What is Yoga


Yoga is many things.  In the West, Yoga is a best known as a physical exercise that combines movement and breathing to promote flexibility, fitness and relaxation.  It is a great way to reduce stress and promote overall general health.  Deeper inquiry reveals that Yoga is much more.  Yoga is a state of mind.  Yoga is a way of life.

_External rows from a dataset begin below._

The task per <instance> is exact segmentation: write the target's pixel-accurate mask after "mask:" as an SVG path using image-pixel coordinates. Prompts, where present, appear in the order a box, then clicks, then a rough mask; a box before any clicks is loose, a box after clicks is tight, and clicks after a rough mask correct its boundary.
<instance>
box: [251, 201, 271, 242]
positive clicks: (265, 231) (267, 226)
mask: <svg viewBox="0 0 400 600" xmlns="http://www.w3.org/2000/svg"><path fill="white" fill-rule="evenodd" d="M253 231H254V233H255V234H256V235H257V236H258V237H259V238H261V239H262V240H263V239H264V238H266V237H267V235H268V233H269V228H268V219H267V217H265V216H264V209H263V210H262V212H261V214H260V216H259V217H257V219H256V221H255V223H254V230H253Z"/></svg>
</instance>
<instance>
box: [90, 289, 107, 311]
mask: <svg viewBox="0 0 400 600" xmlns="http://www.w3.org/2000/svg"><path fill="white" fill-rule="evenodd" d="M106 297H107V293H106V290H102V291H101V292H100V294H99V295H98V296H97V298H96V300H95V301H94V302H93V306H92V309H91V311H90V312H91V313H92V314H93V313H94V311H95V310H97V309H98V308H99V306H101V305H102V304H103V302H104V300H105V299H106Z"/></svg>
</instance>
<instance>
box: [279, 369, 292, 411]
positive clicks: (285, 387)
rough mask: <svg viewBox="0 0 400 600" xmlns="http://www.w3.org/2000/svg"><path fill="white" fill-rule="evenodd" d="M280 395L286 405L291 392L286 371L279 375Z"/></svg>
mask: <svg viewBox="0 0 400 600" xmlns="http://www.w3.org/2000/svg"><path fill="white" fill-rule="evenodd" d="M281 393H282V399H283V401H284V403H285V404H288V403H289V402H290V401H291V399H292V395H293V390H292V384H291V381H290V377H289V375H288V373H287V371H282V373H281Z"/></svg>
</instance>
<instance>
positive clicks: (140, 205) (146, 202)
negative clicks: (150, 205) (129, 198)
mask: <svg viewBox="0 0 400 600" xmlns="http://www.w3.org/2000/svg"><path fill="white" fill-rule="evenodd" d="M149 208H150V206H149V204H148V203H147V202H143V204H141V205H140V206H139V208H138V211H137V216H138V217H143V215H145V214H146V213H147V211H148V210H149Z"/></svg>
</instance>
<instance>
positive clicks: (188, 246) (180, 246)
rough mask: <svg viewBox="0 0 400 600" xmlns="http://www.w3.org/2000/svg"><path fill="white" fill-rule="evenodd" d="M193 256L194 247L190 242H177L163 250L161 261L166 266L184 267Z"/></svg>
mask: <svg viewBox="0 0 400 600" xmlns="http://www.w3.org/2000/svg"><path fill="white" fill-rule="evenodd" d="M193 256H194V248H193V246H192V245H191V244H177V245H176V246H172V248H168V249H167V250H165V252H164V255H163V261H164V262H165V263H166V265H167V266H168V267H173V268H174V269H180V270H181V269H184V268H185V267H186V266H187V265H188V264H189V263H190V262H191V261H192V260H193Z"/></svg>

Yoga is a process that can lead to self realization.  Through yoga we learn who we are, why we are here, and how we fit into the world we live in.

 

Yoga is estimated to be over 5000 years old.  It was developed by ancient Yogis as a method to answer the the basic questions we still struggle with today.  Who am I?  What is my purpose?  How do I fit in?   They perceived that the answer to these questions would lead to self realization, enlightenment and spiritual union with all existence.  In fact, in Sanskrit Yoga means “to yoke” or “to unite”.  Yogis believed that in order to unify mind, body, and soul it was first necessary to perceive the essence of one’s self with a view unclouded by ego, emotion, or other disturbances created by the mind.  They saw peace of mind as an essential first step to self realization.  Patañjali, a Yogi who lived about 2000 years ago, compiled millennia of  existing thought into a writing called the Yoga Sutra.  He believed peace of mind to be so important that he actually defined Yoga as “Chitta Vritti Nirodah” meaning mind turbulence cessation, or a state of mind where attention, reason, and ego are controlled to permit total awareness.  Patañjali’s Yoga Sutra is a “how to manual” that details an eight step process to achieve peace of mind through the process of Yoga.

 

Regardless of your motivation, Yoga has a lot to offer.  The potential health benefits, documented and supported by medical research, are significant and numerous.  If practiced regularly, over time Yoga has been shown to: increase flexibility and muscle tone, promote good organ health, lubricate tendons and joints, improve respiration and circulation, decrease stress and hypertension, promote relaxation, improve the quality of your sleep, and assist with weight reduction, and pain relief.  If you choose to take Yoga a step further by incorporating the process of self internalization, concentration, and meditation into your practice you stand to gain, as a minimum, a deep and abiding peace of mind.  With dedicated practice you may be able to answer the questions posed above, achieving greater insight into who you are, how you relate to others and how you can live a meaningful and productive life.

 

There are so many different types and styles of Yoga that it can sometimes be overwhelming.  There is Hot Yoga, Bikram Yoga, Ashtanga Yoga, Hatha Yoga, Bhakti Yoga, Iyengar Yoga, Yin Yoga, and the list goes on.  It is good to experiment and try as many different types as you can.  Over time we find ourselves drawn to a practice that best meets our individual needs.  The Yoga I teach can best be described as holistic or integral.  It is holistic in that it includes yoga elements that benefit the mind, the body, and if you chose, the Soul.

 

Yoga is many things.  It is physical health.  It is a state of mind.  It is Peace of Mind.  It is a process for spiritual growth and self realization.  But the best thing about Yoga is that it can be exactly what you want it to be.  There is no need to practice any aspect you are not comfortable with.  Just take what you need.